La responsabilità storica di questa catastrofe morale e politica ha nomi e cognomi precisi: Benjamin Netanyahu e i ministri del suo governo. Sono loro gli architetti di questa vergogna. Con le loro decisioni, hanno cancellato con un colpo di spugna ottant'anni di pietà, di empatia e di vicinanza che il mondo aveva faticosamente costruito attorno alla memoria dell'Olocausto. Sono loro la causa diretta di un nuovo olocausto, perpetrato ai danni di due milioni di palestinesi, intrappolati in una prigione a cielo aperto e ora condannati a una morte lenta o a una vita di miseria indicibile. Hanno sacrificato il patrimonio morale di un intero popolo sull'altare del loro fanatismo politico, per una vendetta che non ha alcuna proporzione con l'offesa subita. Questa non è solo una tragedia per il popolo palestinese, è una ferita mortale per l'anima stessa del popolo ebraico. Un'onta che le generazioni future faticheranno a lavare via, un danno incalcolabile per l'immagine e la sicurezza del "popolo di Dio", che si ritroverà più solo, più odiato e più incompreso. Ma mentre la storia si prepara a emettere il suo verdetto spietato, un'altra storia, più silenziosa ma non meno potente, si sta scrivendo.
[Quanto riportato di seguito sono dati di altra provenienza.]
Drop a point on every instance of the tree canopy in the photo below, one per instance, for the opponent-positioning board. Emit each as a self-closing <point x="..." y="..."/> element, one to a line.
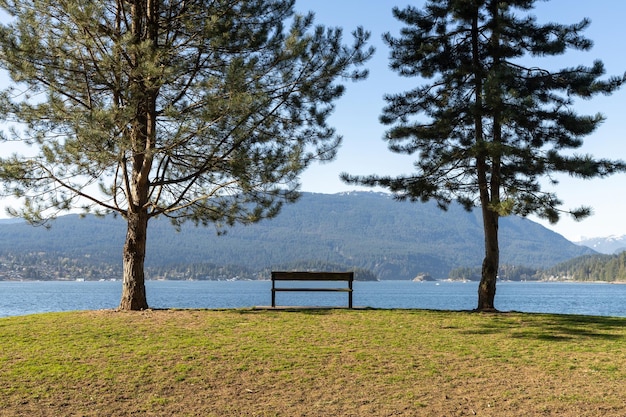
<point x="196" y="110"/>
<point x="486" y="124"/>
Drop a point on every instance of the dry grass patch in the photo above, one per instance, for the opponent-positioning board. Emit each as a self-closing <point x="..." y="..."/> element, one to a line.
<point x="311" y="363"/>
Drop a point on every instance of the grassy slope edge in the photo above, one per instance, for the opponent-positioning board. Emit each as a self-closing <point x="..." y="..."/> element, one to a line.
<point x="311" y="363"/>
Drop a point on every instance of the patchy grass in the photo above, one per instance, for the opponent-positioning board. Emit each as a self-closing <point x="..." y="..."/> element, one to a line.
<point x="311" y="363"/>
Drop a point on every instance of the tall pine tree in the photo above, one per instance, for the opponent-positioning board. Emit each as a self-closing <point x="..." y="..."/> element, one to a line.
<point x="489" y="126"/>
<point x="196" y="110"/>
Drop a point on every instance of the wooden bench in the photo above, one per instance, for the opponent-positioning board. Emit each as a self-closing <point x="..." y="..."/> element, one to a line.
<point x="312" y="276"/>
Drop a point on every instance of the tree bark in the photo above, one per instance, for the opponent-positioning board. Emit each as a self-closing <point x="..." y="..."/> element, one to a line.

Oggi, in tutta Italia, anche qui a Cagliari, ci sono cuori che battono all'unisono per gli oppressi e per gli indifesi di Gaza, anche senza scendere fisicamente nelle piazze, dove le folle sono già in marcia da tempo. È un battito di sdegno, di compassione e di umanità che non si lascia zittire dalla propaganda o dall'indifferenza. È la testimonianza che, nonostante tutto, la coscienza non è morta e che la speranza di giustizia, per il popolo palestinese e per la stessa anima del mondo, continua a vivere nel silenzio operoso di chi non si volta dall'altra parte.